Par Clément Gagnon, intervenant en soins spirituels - 1er décembre 2020
CISSS de Chaudière-Appalaches
Au centre d’hébergement et de soins de longue durée (CHSLD) de Lévis, nous n’avons eu aucun décès lié à la pandémie lors de la première vague. Cependant, la majorité des personnes hébergées ont été victimes de la COVID-19 dans leur vie spirituelle.
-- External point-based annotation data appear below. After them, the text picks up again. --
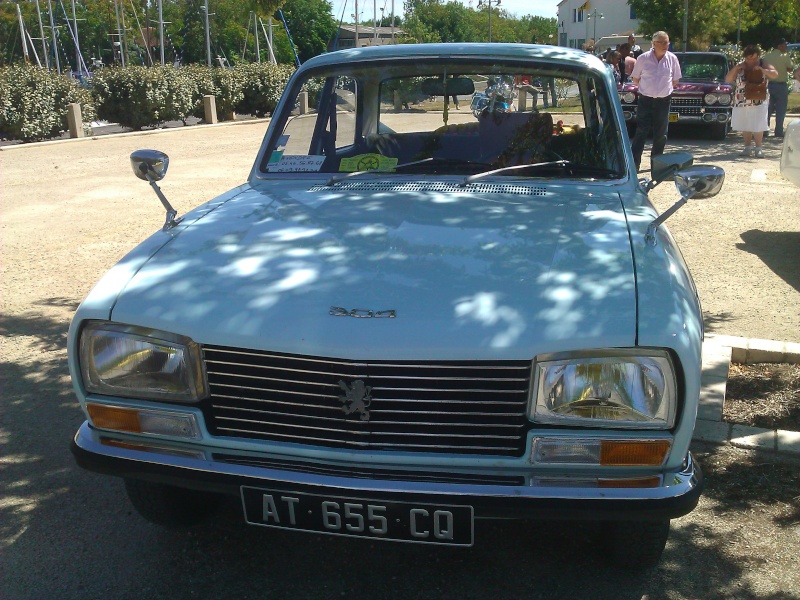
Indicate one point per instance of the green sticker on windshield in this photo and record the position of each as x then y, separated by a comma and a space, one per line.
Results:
366, 162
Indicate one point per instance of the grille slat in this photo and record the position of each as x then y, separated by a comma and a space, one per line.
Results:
459, 407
D’importants repères de la vie courante ont disparu : cessation des activités de groupe, arrêt des célébrations liturgiques, des sorties, absence des bénévoles et des proches. Comment ne pas être bouleversé intérieurement?
Pour celles et ceux qui peuvent encore s’exprimer facilement, le téléphone a permis de garder le contact, mais il manquait la présence, le visage, le toucher et « l’être-ensemble ».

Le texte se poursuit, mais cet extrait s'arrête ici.